Dépassés certainement par le jusqu’au-boutisme de leurs pairs, certains syndicats de base ont pris leurs responsabilités. Des levées de motion de grève s’observent depuis lundi au niveau des enseignements maternel, primaire et même supérieur, contre la volonté des interlocuteurs du Gouvernement. Une situation qui affaiblit les centrales et les oppose à leurs syndiqués.

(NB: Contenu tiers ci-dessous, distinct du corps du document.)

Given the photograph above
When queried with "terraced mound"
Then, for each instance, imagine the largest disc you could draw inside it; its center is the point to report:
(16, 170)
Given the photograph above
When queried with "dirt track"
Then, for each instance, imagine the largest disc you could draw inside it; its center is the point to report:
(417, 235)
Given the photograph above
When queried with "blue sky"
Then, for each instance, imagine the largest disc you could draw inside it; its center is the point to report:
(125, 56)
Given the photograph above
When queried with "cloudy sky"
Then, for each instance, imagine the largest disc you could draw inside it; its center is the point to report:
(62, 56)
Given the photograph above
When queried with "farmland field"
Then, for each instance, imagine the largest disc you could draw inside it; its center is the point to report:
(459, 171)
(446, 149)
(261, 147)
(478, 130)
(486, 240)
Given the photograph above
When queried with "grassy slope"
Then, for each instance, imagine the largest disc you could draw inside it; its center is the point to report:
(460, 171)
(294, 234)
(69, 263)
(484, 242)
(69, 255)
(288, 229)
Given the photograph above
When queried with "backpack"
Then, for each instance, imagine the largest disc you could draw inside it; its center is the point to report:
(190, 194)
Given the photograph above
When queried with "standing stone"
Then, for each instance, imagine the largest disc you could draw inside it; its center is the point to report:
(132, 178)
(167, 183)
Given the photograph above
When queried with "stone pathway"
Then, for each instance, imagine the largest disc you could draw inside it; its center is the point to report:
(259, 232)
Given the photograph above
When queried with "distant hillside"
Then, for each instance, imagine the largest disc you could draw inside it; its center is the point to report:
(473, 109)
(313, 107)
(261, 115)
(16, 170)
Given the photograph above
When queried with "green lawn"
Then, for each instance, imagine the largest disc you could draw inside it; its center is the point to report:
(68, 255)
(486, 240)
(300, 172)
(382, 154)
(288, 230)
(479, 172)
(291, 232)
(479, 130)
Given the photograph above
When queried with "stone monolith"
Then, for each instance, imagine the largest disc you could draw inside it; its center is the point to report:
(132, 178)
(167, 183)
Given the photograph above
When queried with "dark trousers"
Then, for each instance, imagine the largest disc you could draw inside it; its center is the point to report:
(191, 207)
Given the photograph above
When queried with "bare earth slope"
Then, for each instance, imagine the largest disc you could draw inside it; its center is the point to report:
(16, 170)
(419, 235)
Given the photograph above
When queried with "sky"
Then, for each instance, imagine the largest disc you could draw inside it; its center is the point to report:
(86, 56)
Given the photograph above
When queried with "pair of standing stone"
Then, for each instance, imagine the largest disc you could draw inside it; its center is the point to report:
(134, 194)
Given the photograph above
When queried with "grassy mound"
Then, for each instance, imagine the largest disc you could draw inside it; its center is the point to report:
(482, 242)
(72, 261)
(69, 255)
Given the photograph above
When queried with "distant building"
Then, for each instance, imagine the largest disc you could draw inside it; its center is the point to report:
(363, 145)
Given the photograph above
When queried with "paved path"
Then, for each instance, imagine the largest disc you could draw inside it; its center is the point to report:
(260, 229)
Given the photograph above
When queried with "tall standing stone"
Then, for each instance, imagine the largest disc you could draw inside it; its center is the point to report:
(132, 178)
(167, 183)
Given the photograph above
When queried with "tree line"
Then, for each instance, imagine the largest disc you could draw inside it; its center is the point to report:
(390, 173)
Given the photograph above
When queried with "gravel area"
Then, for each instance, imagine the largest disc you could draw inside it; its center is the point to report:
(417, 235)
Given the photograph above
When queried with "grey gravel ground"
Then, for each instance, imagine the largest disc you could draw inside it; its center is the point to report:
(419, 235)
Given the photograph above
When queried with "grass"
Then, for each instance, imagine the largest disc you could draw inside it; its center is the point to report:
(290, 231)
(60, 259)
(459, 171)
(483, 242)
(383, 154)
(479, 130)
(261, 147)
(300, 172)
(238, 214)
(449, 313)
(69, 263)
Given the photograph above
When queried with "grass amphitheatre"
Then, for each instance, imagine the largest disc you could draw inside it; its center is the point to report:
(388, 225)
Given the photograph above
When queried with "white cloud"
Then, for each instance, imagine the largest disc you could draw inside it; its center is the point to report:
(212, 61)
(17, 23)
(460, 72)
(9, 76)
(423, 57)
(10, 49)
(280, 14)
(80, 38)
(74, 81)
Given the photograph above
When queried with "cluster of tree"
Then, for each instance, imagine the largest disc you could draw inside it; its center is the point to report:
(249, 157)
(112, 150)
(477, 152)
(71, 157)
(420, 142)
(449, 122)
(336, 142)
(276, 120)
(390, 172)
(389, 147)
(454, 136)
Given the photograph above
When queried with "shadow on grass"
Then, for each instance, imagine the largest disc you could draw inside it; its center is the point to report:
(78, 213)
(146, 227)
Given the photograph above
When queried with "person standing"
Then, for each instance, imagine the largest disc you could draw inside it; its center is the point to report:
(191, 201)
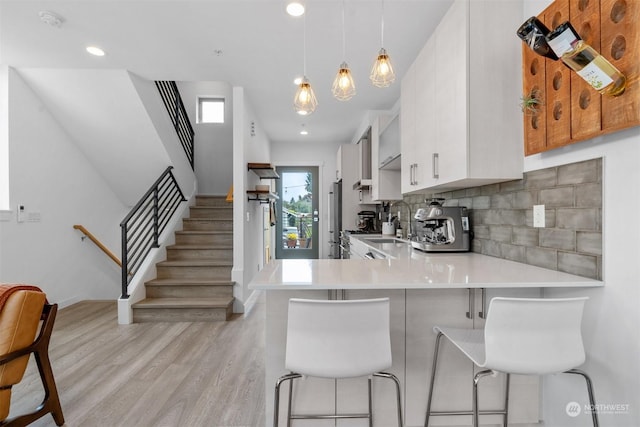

Au Bénin, les responsables syndicaux ne parlent plus le même langage. Ils sont divisés sur la crise qui mine le secteur de l’éducation depuis quelques mois. Alors que les secrétaires généraux des centrales syndicales entretiennent un bras de fer avec le Gouvernement, des syndicats de base se désolidarisent du mouvement et appellent leurs syndiqués à la reprise du travail. Tout a commencé lundi soir, avec l’Intersyndicale de la maternelle et du primaire qui a levé sa motion de grève, se basant sur les efforts faits par le Gouvernement. Des communiqués et contre-communiqués ont été diffusés. Mardi, ce fut le tour d’un des syndicats du supérieur qui a, lui aussi, retiré sa motion de grève, invitant ses camarades à reprendre les cours.
L’information est allée loin et dans certaines écoles, les élèves et écoliers répondent présents déjà. Les directeurs d’école essayent de les contenir en attendant le retour des enseignants. Sur les réseaux sociaux, c’est la guerre des communiqués. Les syndicats ayant retiré leur confiance aux centrales multiplient les appels à la reprise. Ceux qui sont dans le radicalisme dénoncent les patriotes. Ils font croire aux enseignants que ceux qui ont retiré leur motion de grève ont été corrompus.
Cette situation a mis en difficulté les responsables des centrales syndicales qui se sont lancés, depuis hier mercredi 21 mars 2018, dans une course de remobilisation de la base. Plus de repos, car ceux qui leur ont donné mandat pour agir en leur nom les lâchent en plein combat. Pour qui se battent-ils finalement, si à la base, l’appel à la reprise des chemins de classe continue d’être lancé ?
Des centrales et confédérations inefficaces ?
Un vrai problème se pose, au regard de la situation qui prévaut au sein des organisations syndicales. Les responsables des centrales, à part quelques-uns, sont, pour la plupart, de nouveaux élus. Ils ont été investis, il n’y a pas longtemps, et sont pratiquement à leur vraie épreuve de négociations. Au temps de Guillaume Atingbé, Gaston Azoua, Pascal Todjinou et même Paul Essè Iko, on se rappelle de comment les choses évoluaient. D’abord, ils démarrent leurs luttes avec de la méthode. Ensuite, ils prennent toutes les précautions et épuisent souvent toutes les voies de recours avant de lancer le mouvement de grève.
Parfois, ils vont jusqu’à organiser des tournées d’information avant de lancer les grèves. Certainement qu’ils avaient un bâton magique, mais ils avaient l’art de la négociation. Jamais ils n’étaient en déphasage avec la presse et l’opinion publique dans leurs luttes, comme c’est le cas depuis quelques semaines avec leurs successeurs. Et mieux, ils ne laissaient pas souffrir leurs syndiqués autant avant d’obtenir des satisfactions.
Qu’est-ce qui se passe aujourd’hui, avec ceux qui sont là en ce moment pour que des syndicats de base soient obligés de se désolidariser ? Un problème d’incompétence, d’inefficacité ou d’expérience ? Difficile de l’affirmer. Seulement, on remarque une difficulté à maîtriser la troupe depuis quelques jours, et à cette allure, la suite pourrait ne pas leur profiter.
Le Gouvernement peut maintenant radier
Sans doute, les syndicalistes offrent des moyens au Gouvernement pour sévir. Un syndicat a des syndiqués, connus et enregistrés au Ministère de l’intérieur. Les motions ne sont valables que lorsqu’elles sont signées des syndicats et d’autres organisations. Un enseignant dont le syndicat de base a rapporté la motion de grève est-il encore en droit de manquer les cours sans aucune sanction ? Une question dont la réponse devrait amener chaque enseignant à examiner sa position et voir s’il lui est possible de poursuivre ou non la grève. Le Gouvernement pourrait prétexter des motions de suspension pour faire sanctionner des enseignants grévistes en allant au-delà de la défalcation des salaires. Seulement, le Gouvernement, sans réfléchir et demeurant ferme, peut voir ce qui est possible de son côté pour que cesse cette crise qui n’arrange personne.